A teenager with lung mucinous adenocarcinoma harboring a KRAS mutation arising in type 1 congenital cystic adenomatoid malformation (CCAM)

A 14-year-old boy was referred to our hospital with a 1-year evolving productive cough and hemoptysis.A Positron-emission-tomography scan (PET/CT) revealed a 17cm hypermetabolic right lower-lobe lung mass in contact with mediastinal structures as well as multiple bilateral pulmonary nodules.

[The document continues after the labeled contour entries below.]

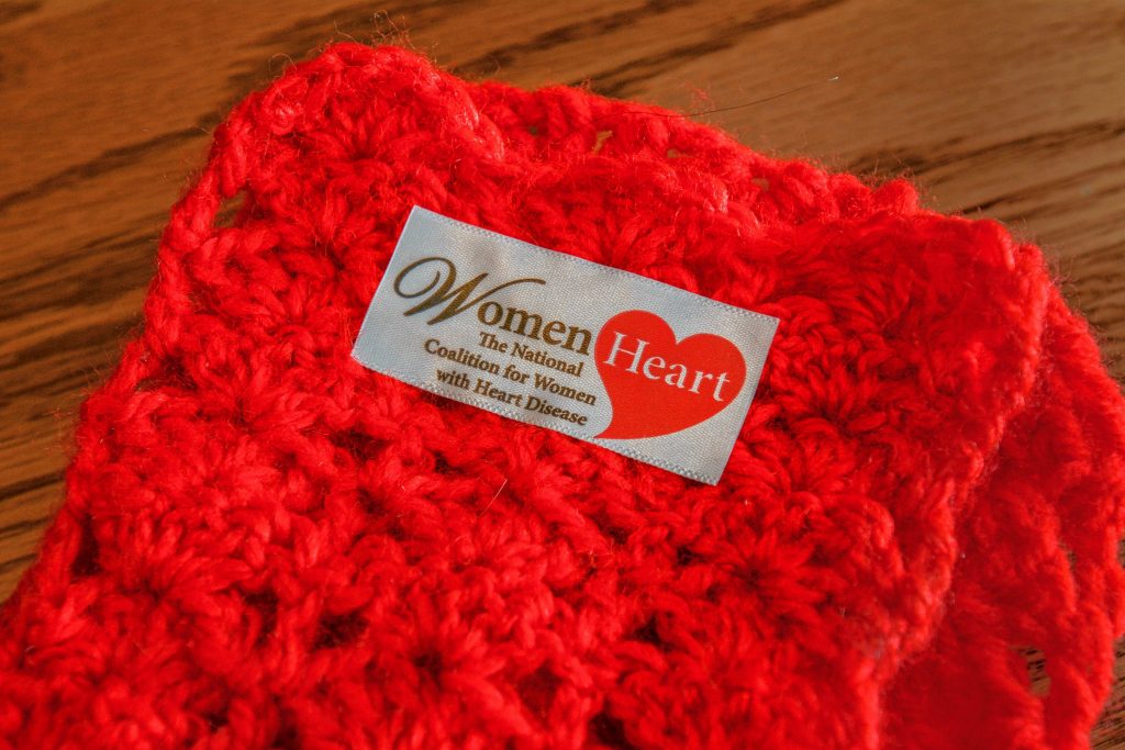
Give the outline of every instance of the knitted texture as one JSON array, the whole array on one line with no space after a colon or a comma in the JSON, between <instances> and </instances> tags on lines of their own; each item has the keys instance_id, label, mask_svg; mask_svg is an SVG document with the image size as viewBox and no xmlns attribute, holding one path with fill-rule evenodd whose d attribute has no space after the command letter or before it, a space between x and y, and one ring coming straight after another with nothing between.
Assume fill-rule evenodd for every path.
<instances>
[{"instance_id":1,"label":"knitted texture","mask_svg":"<svg viewBox=\"0 0 1125 750\"><path fill-rule=\"evenodd\" d=\"M777 317L720 484L354 362L415 204ZM332 45L172 210L0 614L0 747L1083 747L1123 457L1086 323L996 222Z\"/></svg>"}]
</instances>

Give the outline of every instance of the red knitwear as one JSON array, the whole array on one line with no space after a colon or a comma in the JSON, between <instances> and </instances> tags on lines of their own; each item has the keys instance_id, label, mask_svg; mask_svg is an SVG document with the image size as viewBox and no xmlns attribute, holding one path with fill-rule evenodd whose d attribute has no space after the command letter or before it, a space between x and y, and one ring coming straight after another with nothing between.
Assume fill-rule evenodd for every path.
<instances>
[{"instance_id":1,"label":"red knitwear","mask_svg":"<svg viewBox=\"0 0 1125 750\"><path fill-rule=\"evenodd\" d=\"M719 485L353 361L415 204L777 317ZM336 44L172 210L0 614L0 747L1084 747L1123 459L1087 324L996 222Z\"/></svg>"}]
</instances>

Percutaneous lung biopsy identified an invasive mucinous adenocarcinoma (IMA; formerly mucinous BAC) associated with Type I Congenital Cystic Adenomatoid Malformation (CCAM).Genomic profiling was performed and detected a KRAS mutation (G12D).

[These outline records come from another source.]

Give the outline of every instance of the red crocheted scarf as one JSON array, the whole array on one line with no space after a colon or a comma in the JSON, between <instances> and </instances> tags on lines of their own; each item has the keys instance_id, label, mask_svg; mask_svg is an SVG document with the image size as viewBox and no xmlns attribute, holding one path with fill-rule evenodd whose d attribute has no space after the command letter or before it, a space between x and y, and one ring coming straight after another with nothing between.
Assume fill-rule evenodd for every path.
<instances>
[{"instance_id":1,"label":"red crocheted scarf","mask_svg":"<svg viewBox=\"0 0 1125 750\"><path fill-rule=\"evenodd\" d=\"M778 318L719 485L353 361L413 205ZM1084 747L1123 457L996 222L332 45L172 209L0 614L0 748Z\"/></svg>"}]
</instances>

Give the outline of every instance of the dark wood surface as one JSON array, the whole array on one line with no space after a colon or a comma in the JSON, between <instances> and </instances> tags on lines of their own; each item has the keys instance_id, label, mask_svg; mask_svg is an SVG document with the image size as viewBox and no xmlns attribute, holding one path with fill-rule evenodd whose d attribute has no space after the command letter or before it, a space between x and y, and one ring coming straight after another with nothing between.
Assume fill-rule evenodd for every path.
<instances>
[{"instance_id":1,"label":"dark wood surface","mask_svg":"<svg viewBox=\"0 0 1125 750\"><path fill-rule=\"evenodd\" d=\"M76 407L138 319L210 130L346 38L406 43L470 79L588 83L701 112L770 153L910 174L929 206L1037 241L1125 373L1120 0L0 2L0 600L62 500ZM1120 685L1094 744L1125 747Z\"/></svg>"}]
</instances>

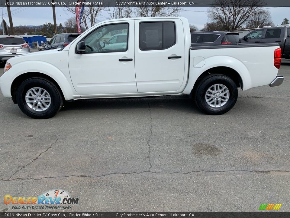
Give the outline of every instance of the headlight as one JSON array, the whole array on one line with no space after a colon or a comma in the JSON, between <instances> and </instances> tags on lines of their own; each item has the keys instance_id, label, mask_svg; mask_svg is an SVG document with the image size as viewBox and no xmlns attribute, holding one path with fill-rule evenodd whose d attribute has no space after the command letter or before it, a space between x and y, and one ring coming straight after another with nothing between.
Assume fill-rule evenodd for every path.
<instances>
[{"instance_id":1,"label":"headlight","mask_svg":"<svg viewBox=\"0 0 290 218\"><path fill-rule=\"evenodd\" d=\"M4 68L4 72L5 73L11 67L12 67L12 66L10 64L6 62L5 64L5 66Z\"/></svg>"}]
</instances>

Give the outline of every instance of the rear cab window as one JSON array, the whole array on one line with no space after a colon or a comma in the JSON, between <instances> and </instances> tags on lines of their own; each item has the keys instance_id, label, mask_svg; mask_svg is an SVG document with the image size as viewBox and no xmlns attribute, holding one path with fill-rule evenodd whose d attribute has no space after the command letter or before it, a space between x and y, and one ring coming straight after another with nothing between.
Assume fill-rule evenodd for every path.
<instances>
[{"instance_id":1,"label":"rear cab window","mask_svg":"<svg viewBox=\"0 0 290 218\"><path fill-rule=\"evenodd\" d=\"M0 44L2 45L21 45L25 43L23 38L16 37L0 38Z\"/></svg>"},{"instance_id":2,"label":"rear cab window","mask_svg":"<svg viewBox=\"0 0 290 218\"><path fill-rule=\"evenodd\" d=\"M203 35L201 34L191 34L191 43L200 43L202 42Z\"/></svg>"},{"instance_id":3,"label":"rear cab window","mask_svg":"<svg viewBox=\"0 0 290 218\"><path fill-rule=\"evenodd\" d=\"M230 42L231 43L237 43L240 42L240 36L238 34L228 33L226 34L224 37L221 41L221 43L223 42Z\"/></svg>"},{"instance_id":4,"label":"rear cab window","mask_svg":"<svg viewBox=\"0 0 290 218\"><path fill-rule=\"evenodd\" d=\"M176 43L175 24L172 21L142 22L139 24L139 48L142 51L167 49Z\"/></svg>"},{"instance_id":5,"label":"rear cab window","mask_svg":"<svg viewBox=\"0 0 290 218\"><path fill-rule=\"evenodd\" d=\"M279 28L268 29L266 31L265 38L280 38L281 35L281 29Z\"/></svg>"},{"instance_id":6,"label":"rear cab window","mask_svg":"<svg viewBox=\"0 0 290 218\"><path fill-rule=\"evenodd\" d=\"M220 36L218 34L205 34L202 39L203 42L214 42Z\"/></svg>"}]
</instances>

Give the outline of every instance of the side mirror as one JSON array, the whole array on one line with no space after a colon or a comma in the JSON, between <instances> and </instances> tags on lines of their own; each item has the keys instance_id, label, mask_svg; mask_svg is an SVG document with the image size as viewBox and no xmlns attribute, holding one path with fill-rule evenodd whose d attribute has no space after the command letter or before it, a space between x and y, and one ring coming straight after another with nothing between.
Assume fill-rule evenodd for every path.
<instances>
[{"instance_id":1,"label":"side mirror","mask_svg":"<svg viewBox=\"0 0 290 218\"><path fill-rule=\"evenodd\" d=\"M100 46L102 48L105 48L105 43L104 42L99 42L99 44L100 45Z\"/></svg>"},{"instance_id":2,"label":"side mirror","mask_svg":"<svg viewBox=\"0 0 290 218\"><path fill-rule=\"evenodd\" d=\"M84 41L82 41L78 43L76 50L79 54L82 54L85 51L85 44Z\"/></svg>"}]
</instances>

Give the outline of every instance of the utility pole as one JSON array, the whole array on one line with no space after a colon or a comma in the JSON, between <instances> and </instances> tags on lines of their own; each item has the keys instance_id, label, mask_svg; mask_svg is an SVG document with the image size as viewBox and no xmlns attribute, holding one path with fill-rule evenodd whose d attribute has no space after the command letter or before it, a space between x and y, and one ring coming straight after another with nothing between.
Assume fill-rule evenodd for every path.
<instances>
[{"instance_id":1,"label":"utility pole","mask_svg":"<svg viewBox=\"0 0 290 218\"><path fill-rule=\"evenodd\" d=\"M56 25L56 18L55 17L54 0L51 0L51 2L52 2L52 14L53 16L53 26L54 27L54 34L57 34L57 26Z\"/></svg>"},{"instance_id":2,"label":"utility pole","mask_svg":"<svg viewBox=\"0 0 290 218\"><path fill-rule=\"evenodd\" d=\"M12 17L11 16L11 12L10 10L10 5L9 4L9 0L6 0L6 3L7 6L7 13L8 14L8 18L9 18L9 24L10 24L10 29L11 30L11 35L15 35L14 28L13 27Z\"/></svg>"},{"instance_id":3,"label":"utility pole","mask_svg":"<svg viewBox=\"0 0 290 218\"><path fill-rule=\"evenodd\" d=\"M2 35L4 35L4 19L3 19L3 1L1 0L1 5L2 7L1 9L2 10Z\"/></svg>"}]
</instances>

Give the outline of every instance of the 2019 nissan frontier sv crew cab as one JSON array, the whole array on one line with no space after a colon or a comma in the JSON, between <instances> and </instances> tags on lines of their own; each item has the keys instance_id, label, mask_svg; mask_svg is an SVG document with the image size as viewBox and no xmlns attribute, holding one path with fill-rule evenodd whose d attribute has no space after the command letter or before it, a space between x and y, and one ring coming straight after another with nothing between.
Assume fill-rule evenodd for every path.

NSCLC can be rarely seen in young patients. In the pediatric population, the incidence is approximately 0.0002% and it is usually associated with a congenital malformation.

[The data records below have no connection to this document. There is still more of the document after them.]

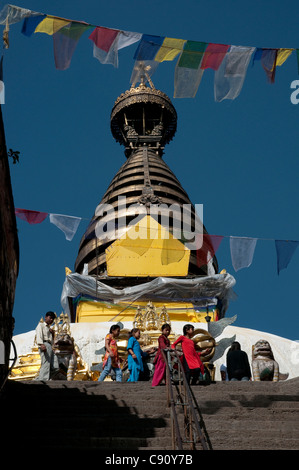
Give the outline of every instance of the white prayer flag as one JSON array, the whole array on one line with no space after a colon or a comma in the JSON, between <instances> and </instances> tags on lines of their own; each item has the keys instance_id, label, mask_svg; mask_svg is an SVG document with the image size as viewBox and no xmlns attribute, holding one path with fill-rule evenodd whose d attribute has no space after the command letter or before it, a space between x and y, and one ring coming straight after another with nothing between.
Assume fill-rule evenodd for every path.
<instances>
[{"instance_id":1,"label":"white prayer flag","mask_svg":"<svg viewBox=\"0 0 299 470\"><path fill-rule=\"evenodd\" d=\"M248 268L253 260L257 238L230 237L230 252L235 271Z\"/></svg>"},{"instance_id":2,"label":"white prayer flag","mask_svg":"<svg viewBox=\"0 0 299 470\"><path fill-rule=\"evenodd\" d=\"M239 96L255 47L231 46L215 71L215 101L234 100Z\"/></svg>"},{"instance_id":3,"label":"white prayer flag","mask_svg":"<svg viewBox=\"0 0 299 470\"><path fill-rule=\"evenodd\" d=\"M77 232L81 217L72 217L70 215L50 214L50 222L65 234L65 238L71 241Z\"/></svg>"}]
</instances>

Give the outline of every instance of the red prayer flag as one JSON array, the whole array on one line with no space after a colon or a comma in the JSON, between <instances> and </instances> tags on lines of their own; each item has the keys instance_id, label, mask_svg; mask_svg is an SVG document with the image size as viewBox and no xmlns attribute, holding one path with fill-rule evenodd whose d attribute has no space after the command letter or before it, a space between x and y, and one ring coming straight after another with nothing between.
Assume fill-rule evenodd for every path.
<instances>
[{"instance_id":1,"label":"red prayer flag","mask_svg":"<svg viewBox=\"0 0 299 470\"><path fill-rule=\"evenodd\" d=\"M225 44L208 44L200 68L218 70L229 47Z\"/></svg>"},{"instance_id":2,"label":"red prayer flag","mask_svg":"<svg viewBox=\"0 0 299 470\"><path fill-rule=\"evenodd\" d=\"M118 29L109 29L97 26L89 36L89 39L91 39L99 49L109 52L109 49L118 33Z\"/></svg>"},{"instance_id":3,"label":"red prayer flag","mask_svg":"<svg viewBox=\"0 0 299 470\"><path fill-rule=\"evenodd\" d=\"M15 214L29 224L40 224L48 215L47 212L30 211L28 209L15 209Z\"/></svg>"},{"instance_id":4,"label":"red prayer flag","mask_svg":"<svg viewBox=\"0 0 299 470\"><path fill-rule=\"evenodd\" d=\"M207 233L202 236L202 246L196 250L197 266L205 266L214 258L220 243L223 239L222 235L209 235Z\"/></svg>"}]
</instances>

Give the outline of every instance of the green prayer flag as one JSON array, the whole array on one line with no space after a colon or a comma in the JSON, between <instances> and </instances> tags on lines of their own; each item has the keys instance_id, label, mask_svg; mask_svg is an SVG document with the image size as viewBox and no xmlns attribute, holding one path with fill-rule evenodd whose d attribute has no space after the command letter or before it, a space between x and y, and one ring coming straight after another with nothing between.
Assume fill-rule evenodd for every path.
<instances>
[{"instance_id":1,"label":"green prayer flag","mask_svg":"<svg viewBox=\"0 0 299 470\"><path fill-rule=\"evenodd\" d=\"M186 41L178 62L178 67L198 69L206 50L206 42Z\"/></svg>"}]
</instances>

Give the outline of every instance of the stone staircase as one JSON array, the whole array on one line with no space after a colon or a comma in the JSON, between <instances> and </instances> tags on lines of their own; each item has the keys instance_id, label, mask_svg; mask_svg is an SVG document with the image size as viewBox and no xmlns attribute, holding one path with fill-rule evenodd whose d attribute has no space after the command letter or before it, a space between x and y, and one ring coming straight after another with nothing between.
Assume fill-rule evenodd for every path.
<instances>
[{"instance_id":1,"label":"stone staircase","mask_svg":"<svg viewBox=\"0 0 299 470\"><path fill-rule=\"evenodd\" d=\"M299 378L192 387L212 450L298 450L298 391ZM172 448L166 388L150 382L9 381L0 412L10 449Z\"/></svg>"}]
</instances>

CCAM is a group of rare lung congenital malformations. The estimated incidence is 1 in 25.000 to 1 in 35.000 pregnancies and it represents 25% of all congenital lung malformations. Type I is the most common subtype of CCAM. It is characterized by the presence of large cysts lined by pseudostratified ciliated cells that are often interspersed with rows of mucous cells.It has been largely recognized that some cases of type I CCAM show malignant transformation to mucinous adenocarcinoma.

Recent data clearly demonstrated that the occurrence of mucinous adenocarcinoma in type I CCAM is associated with KRAS mutation.

This case highlights the relationship between type I CCAM and lung mucinous adenocarcinoma/KRAS mutant. Moreover, demonstrated that the clinical outcome was consistent with the molecular feature of a KRAS mutant patient.